Success requires a significant local presence, which takes a long time — this, to me, is the biggest impediment to a quick Chinese takeover of the US market. It took decades for Japanese and Korean carmakers to succeed in the US—gradually building up brand recognition, improving their quality, growing their infrastructure for sales and maintenance, and most importantly, producing locally. This is true even for new American manufacturers: Tesla, a best-case scenario, struggled for 15 years. No other challenger has come close
So, even with all of China’s resources and demonstrated advantages, I’m very skeptical that they can make significant in-roads in the US any time soon. But—poll below—what do you think?

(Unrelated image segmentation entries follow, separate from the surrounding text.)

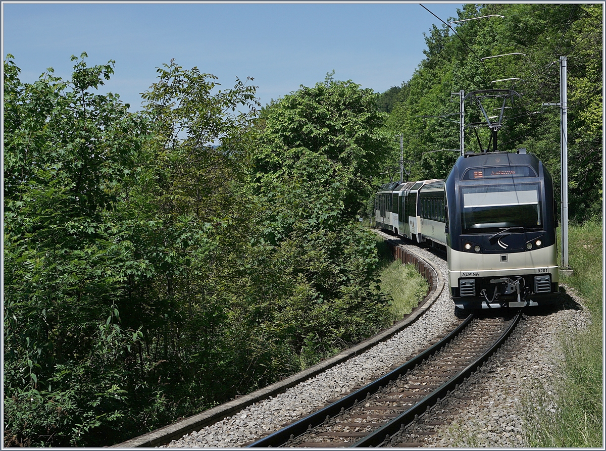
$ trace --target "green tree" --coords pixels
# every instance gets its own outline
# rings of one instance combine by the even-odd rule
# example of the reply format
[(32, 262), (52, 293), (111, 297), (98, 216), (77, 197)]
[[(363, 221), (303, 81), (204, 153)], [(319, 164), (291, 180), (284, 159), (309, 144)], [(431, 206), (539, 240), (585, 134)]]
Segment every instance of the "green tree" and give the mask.
[[(129, 351), (121, 325), (128, 249), (105, 214), (130, 176), (145, 122), (92, 92), (113, 62), (75, 61), (22, 83), (4, 62), (5, 427), (14, 443), (82, 445), (119, 424)], [(94, 442), (93, 442), (94, 443)]]
[(309, 364), (367, 336), (386, 318), (384, 299), (371, 290), (374, 241), (356, 222), (388, 150), (378, 132), (384, 115), (370, 90), (329, 74), (261, 117), (251, 185), (265, 212), (262, 236), (299, 287), (279, 318), (297, 325), (292, 346)]

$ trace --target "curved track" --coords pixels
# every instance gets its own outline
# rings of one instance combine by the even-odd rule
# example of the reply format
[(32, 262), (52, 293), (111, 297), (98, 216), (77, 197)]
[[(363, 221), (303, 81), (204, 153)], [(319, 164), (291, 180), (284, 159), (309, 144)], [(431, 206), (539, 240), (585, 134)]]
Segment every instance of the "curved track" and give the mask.
[(401, 367), (248, 447), (388, 444), (486, 361), (507, 340), (521, 315), (518, 312), (508, 321), (470, 315)]

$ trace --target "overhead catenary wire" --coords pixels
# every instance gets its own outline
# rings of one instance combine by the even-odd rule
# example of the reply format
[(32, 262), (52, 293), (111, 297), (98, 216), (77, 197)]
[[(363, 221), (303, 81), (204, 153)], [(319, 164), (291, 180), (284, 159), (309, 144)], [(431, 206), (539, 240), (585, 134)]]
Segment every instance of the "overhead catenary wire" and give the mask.
[(429, 13), (430, 14), (431, 14), (431, 15), (432, 16), (434, 16), (435, 18), (436, 18), (436, 19), (438, 19), (438, 20), (439, 20), (439, 21), (440, 22), (442, 22), (442, 24), (444, 24), (444, 25), (446, 25), (447, 27), (448, 27), (448, 28), (450, 28), (450, 29), (451, 30), (452, 30), (452, 32), (453, 32), (453, 33), (454, 33), (454, 35), (455, 35), (455, 36), (456, 36), (457, 38), (459, 38), (459, 39), (460, 40), (461, 40), (461, 42), (463, 43), (463, 45), (465, 45), (465, 47), (466, 47), (466, 48), (467, 48), (467, 50), (469, 50), (469, 52), (471, 52), (471, 53), (473, 53), (473, 54), (474, 55), (474, 56), (475, 56), (475, 57), (476, 57), (476, 58), (478, 58), (478, 60), (479, 61), (480, 63), (481, 63), (481, 64), (482, 64), (482, 69), (484, 70), (484, 75), (485, 75), (485, 76), (486, 76), (486, 80), (485, 80), (485, 81), (486, 81), (487, 82), (487, 82), (487, 83), (486, 84), (486, 86), (487, 86), (487, 87), (489, 87), (489, 86), (490, 85), (490, 78), (491, 78), (491, 76), (490, 76), (490, 74), (488, 73), (488, 70), (487, 70), (487, 69), (486, 68), (486, 66), (485, 66), (485, 65), (484, 65), (484, 61), (482, 61), (482, 58), (480, 58), (479, 56), (478, 56), (478, 54), (477, 54), (477, 53), (476, 53), (476, 52), (474, 52), (474, 51), (473, 51), (473, 49), (471, 49), (471, 47), (469, 47), (469, 45), (467, 45), (467, 42), (465, 42), (465, 41), (464, 41), (464, 40), (463, 40), (463, 38), (461, 38), (461, 37), (460, 36), (459, 36), (459, 34), (458, 34), (458, 33), (457, 33), (457, 32), (456, 32), (456, 31), (454, 31), (454, 28), (453, 28), (452, 27), (451, 27), (451, 26), (450, 26), (450, 25), (449, 25), (448, 24), (447, 24), (447, 23), (446, 23), (445, 22), (444, 22), (444, 21), (443, 20), (442, 20), (442, 19), (441, 19), (440, 18), (439, 18), (439, 17), (438, 17), (438, 16), (436, 16), (436, 15), (435, 14), (434, 14), (434, 13), (432, 13), (432, 12), (431, 12), (431, 11), (430, 11), (430, 10), (428, 10), (428, 9), (427, 8), (426, 8), (426, 7), (425, 7), (425, 6), (424, 6), (424, 5), (423, 5), (422, 4), (421, 4), (421, 3), (419, 3), (419, 5), (421, 5), (421, 7), (422, 8), (423, 8), (424, 9), (425, 9), (425, 10), (426, 10), (426, 11), (427, 11), (427, 12), (428, 12), (428, 13)]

Calculated from 2023 sales estimates here. Add in Subaru and Mazda, and close to half of US car sales are to Japanese or Korean manufacturers.
Volvo (including its EV subsidiary Polestar) has been owned by China’s Geely since 2010. Volvo’s US market share is only ~1%.
It’s not surprising, then, that the EU claims Chinese exports are undercutting European car prices by 20%.
One quirk about China’s record-setting 2023 is that their shipment margin over Japan is pretty much accounted for by exports to Russia. Chinese firms filled a void left by other carmakers exiting the market after Russia’s invasion of Ukraine, but have themselves acknowledged this is a one-time blip.
Nice article Jay! Tesla will always find a way to overtake these Chinese companies…especially as ‘Redwood’ enters the market
I rented a Geely in Costa Rica. It felt cheap (no USB ports, poor visibility) but it drove. The major hurdle Chinese manufacturers will face is convincing Americans that their cars are safe and reliable. It took Korea (Hyundai/Kia) about 30 years to do that.